TenantAtlas/specs/149-queued-execution-reauthorization/plan.md

# Implementation Plan: Queued Execution Reauthorization and Scope Continuity

**Branch**: `149-queued-execution-reauthorization` | **Date**: 2026-03-17 | **Spec**: [specs/149-queued-execution-reauthorization/spec.md](./spec.md)
**Input**: Feature specification from `/specs/149-queued-execution-reauthorization/spec.md`

**Note**: This template is filled in by the `/speckit.plan` command. See `.specify/scripts/` for helper scripts.

## Summary

Introduce one canonical execution-legitimacy contract for queued tenant-affecting operations so work is re-authorized when the worker is actually about to act, not only when the operator clicked Start. The implementation will reuse the existing `OperationRun` observability model, `OperationRunService` blocked outcome flow, `TenantOperabilityService`, and write-hardening seams, but add a shared run-time execution gate and middleware ordering that can fail closed before any side effects.

This is a support-layer and job-orchestration hardening feature, not a new UI surface or persistence redesign. The plan therefore focuses on extending the queue execution path already present in `app/Jobs`, `app/Jobs/Middleware`, `app/Services/OperationRunService.php`, `app/Services/Providers`, `app/Services/Tenants`, and `app/Services/Hardening`, then migrating representative high-risk job families first: provider-backed queued runs, restore or write jobs, inventory or sync jobs, and bulk orchestrator families.

## Technical Context

**Language/Version**: PHP 8.4.15
**Primary Dependencies**: Laravel 12, Filament 5, Livewire 4, Pest 4, existing `OperationRunService`, `TrackOperationRun`, `ProviderOperationStartGate`, `TenantOperabilityService`, `CapabilityResolver`, and `WriteGateInterface` seams
**Storage**: PostgreSQL-backed application data plus queue-serialized `OperationRun` context; no schema migration planned for the first implementation slice
**Testing**: Pest 4 unit and feature coverage run through Laravel Sail
**Target Platform**: Laravel Sail web application with queue workers processing Filament-started and scheduled tenant-affecting operations
**Project Type**: Laravel monolith web application
**Performance Goals**: Execution legitimacy checks must complete synchronously before side effects, add no render-time remote calls, and keep per-job startup overhead limited to current authoritative DB lookups plus existing support-layer evaluation
**Constraints**: Preserve existing Ops-UX run lifecycle ownership, terminal notification rules, centralized badge semantics, Filament v5 plus Livewire v4 compliance, provider registration in `bootstrap/providers.php`, and current route contracts; no new Graph bypasses, no asset or panel changes, and no weakening of 404 versus 403 semantics
**Scale/Scope**: One shared execution-legitimacy contract, one queue-middleware or execution-gate integration path, representative adoption across provider, restore, inventory or sync, and bulk job families, plus focused regression coverage under `tests/Feature` and `tests/Unit`

## Constitution Check

*GATE: Must pass before Phase 0 research.

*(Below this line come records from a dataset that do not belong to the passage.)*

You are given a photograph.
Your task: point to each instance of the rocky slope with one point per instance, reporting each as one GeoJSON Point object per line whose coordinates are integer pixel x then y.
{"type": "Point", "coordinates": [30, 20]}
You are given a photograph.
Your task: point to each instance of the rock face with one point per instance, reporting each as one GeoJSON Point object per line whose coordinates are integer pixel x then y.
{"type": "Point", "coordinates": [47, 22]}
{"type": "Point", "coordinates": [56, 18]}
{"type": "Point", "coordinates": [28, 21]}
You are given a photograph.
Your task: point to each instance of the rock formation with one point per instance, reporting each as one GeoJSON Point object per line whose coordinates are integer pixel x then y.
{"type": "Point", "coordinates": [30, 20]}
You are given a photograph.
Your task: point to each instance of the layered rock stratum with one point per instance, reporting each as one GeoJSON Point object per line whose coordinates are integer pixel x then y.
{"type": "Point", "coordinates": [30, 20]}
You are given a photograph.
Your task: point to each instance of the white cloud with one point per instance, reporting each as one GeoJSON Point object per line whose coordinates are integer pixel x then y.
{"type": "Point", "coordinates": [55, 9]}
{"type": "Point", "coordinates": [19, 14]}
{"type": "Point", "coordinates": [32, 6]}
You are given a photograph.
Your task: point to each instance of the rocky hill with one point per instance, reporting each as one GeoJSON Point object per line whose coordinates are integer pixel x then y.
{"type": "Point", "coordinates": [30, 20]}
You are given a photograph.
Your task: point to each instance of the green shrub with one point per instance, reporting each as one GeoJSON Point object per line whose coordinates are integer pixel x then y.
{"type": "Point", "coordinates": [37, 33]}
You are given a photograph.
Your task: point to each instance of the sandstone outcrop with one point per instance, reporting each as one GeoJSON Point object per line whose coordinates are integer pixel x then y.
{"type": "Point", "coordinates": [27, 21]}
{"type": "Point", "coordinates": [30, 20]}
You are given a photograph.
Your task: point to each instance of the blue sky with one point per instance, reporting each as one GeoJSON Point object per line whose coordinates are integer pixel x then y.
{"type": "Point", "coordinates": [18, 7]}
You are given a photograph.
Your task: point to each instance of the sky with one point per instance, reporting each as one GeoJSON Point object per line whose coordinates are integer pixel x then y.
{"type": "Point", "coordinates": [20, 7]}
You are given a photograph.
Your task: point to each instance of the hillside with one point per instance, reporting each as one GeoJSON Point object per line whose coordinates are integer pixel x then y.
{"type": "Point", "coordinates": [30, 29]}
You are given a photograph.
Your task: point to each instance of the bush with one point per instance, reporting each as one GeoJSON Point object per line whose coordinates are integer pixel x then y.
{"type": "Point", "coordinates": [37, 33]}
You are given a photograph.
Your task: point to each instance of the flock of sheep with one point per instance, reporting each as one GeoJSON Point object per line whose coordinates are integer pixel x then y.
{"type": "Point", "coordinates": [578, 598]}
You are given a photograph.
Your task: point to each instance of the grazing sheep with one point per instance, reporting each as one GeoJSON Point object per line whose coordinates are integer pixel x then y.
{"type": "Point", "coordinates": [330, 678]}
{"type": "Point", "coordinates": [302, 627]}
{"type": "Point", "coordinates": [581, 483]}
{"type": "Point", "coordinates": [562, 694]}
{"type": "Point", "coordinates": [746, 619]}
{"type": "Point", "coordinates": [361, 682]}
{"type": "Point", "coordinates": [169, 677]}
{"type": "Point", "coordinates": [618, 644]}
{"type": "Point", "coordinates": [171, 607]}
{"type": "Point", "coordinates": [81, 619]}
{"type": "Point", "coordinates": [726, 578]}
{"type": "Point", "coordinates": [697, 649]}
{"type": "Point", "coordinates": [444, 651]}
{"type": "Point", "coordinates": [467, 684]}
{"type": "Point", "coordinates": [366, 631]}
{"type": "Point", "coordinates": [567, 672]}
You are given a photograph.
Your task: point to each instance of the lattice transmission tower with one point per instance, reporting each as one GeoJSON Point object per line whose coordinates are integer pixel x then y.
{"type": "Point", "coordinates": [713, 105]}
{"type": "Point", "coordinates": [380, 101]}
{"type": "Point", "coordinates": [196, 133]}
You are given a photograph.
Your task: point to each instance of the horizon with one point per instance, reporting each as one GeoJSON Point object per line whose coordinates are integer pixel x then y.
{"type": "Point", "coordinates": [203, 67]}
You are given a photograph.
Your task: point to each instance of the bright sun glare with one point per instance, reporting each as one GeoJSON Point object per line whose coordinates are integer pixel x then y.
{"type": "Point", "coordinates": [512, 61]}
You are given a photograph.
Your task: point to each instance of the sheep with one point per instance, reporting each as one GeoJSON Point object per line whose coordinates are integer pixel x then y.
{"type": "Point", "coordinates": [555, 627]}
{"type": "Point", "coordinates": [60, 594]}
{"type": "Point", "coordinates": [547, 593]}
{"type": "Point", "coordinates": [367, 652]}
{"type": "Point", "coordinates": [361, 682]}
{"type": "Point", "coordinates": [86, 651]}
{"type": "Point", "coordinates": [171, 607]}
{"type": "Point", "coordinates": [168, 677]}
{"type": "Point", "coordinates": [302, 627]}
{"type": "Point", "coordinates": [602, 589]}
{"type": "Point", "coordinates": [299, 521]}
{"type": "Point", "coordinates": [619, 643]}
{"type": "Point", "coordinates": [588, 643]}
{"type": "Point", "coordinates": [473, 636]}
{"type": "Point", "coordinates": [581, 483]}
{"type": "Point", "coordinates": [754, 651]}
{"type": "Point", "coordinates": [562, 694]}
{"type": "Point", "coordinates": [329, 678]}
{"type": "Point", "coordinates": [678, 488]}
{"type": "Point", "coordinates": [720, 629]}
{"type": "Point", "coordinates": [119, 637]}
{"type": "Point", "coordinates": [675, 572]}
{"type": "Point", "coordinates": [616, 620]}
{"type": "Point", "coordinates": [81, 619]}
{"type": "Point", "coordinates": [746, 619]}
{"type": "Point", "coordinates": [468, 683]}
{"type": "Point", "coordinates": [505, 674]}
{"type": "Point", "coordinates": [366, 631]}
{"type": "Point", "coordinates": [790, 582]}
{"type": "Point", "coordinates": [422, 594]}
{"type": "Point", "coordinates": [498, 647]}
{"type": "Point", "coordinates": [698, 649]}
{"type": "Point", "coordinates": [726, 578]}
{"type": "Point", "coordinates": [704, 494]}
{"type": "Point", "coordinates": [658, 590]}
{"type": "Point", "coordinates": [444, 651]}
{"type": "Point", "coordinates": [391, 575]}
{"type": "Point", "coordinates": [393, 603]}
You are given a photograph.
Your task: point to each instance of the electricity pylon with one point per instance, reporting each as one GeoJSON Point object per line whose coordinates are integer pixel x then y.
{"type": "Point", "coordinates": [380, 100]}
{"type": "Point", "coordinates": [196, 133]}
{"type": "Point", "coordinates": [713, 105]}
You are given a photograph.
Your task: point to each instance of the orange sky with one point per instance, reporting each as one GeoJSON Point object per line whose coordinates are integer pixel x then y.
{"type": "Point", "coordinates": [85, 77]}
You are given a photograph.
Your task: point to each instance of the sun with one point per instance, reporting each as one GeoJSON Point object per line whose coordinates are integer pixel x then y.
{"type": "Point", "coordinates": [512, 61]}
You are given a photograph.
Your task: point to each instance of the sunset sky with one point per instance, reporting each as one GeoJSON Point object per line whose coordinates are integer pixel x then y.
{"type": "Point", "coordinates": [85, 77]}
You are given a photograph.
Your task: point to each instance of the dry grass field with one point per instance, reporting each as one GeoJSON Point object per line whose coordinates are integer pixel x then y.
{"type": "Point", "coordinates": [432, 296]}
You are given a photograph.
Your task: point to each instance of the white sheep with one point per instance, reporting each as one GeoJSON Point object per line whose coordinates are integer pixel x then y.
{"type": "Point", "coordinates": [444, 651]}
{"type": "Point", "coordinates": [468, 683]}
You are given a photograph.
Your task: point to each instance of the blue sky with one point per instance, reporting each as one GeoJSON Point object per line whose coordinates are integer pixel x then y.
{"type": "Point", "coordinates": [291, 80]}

Re-check after Phase 1 design.*

**Pre-Phase 0 Gate: PASS**

- Inventory-first: PASS. This feature does not change inventory or snapshot ownership and only hardens when queued jobs may act.
- Read/write separation: PASS WITH HARDENING EMPHASIS. In-scope write paths remain queued, auditable, and confirmation-backed where already required. This feature strengthens fail-closed execution rather than broadening write authority.
- Graph contract path: PASS. No new Microsoft Graph domain is introduced, and existing provider or restore flows continue to rely on existing service layers instead of direct endpoint shortcuts.
- Deterministic capabilities: PASS. Capability enforcement remains tied to the canonical capability registry and resolver services; the feature extends when those checks happen.
- RBAC-UX planes: PASS. This feature remains in the admin `/admin` plane and tenant-context admin starts. Platform `/system` is not broadened. Non-members remain 404, members lacking capability remain 403 in authorization semantics.
- Workspace isolation: PASS. Execution legitimacy will re-check workspace and tenant scope using authoritative records, not UI memory.
- Tenant isolation: PASS. Tenant-bound queued work must still prove current tenant entitlement before acting.
- Destructive confirmation: PASS. No new destructive Filament action is introduced; existing start actions keep current confirmation rules.
- Global search safety: PASS. No global search behavior changes are planned.
- Run observability and Ops-UX: PASS. `OperationRun` remains the canonical observability record, start surfaces remain enqueue-only, Monitoring remains DB-only, and denied execution paths remain terminal run outcomes rather than ad-hoc notifications.
- Ops-UX lifecycle ownership: PASS. `OperationRun.status` and `OperationRun.outcome` remain service-owned through `OperationRunService`; the implementation must not let middleware or jobs bypass that rule.
- Ops-UX summary counts: PASS. Denied runs will continue using existing normalized summary counts and failure payload rules.
- Ops-UX guards: PASS WITH EXTENSION. Existing guard philosophy remains correct; this feature will add focused regression tests around execution-time denial rather than weaken current service-ownership rules.
- Ops-UX system runs: PASS. Scheduled or initiator-null runs remain visible in Monitoring without initiator-only terminal DB notifications.
- Automation and idempotency: PASS. Existing queue locks, idempotency, stale-queued handling, and dedupe contracts remain in force and become more reliable when legitimacy is rechecked before work starts.
- Data minimization: PASS. Denial reasons and audit entries will remain sanitized and secret-free.
- Badge semantics (BADGE-001): PASS. Existing blocked versus failed outcome semantics remain centralized through operation outcome helpers.
- UI naming (UI-NAMING-001): PASS. Operator-facing text continues to use domain wording such as `blocked`, `failed`, `queued`, and `View run`.
- Filament Action Surface Contract: PASS. Visible action inventories are unchanged; only their backend trust contract is hardened.
- Filament UX-001: PASS. No layout change is planned.
- Asset strategy: PASS. No new Filament or front-end assets are needed, so deployment guidance for `php artisan filament:assets` remains unchanged.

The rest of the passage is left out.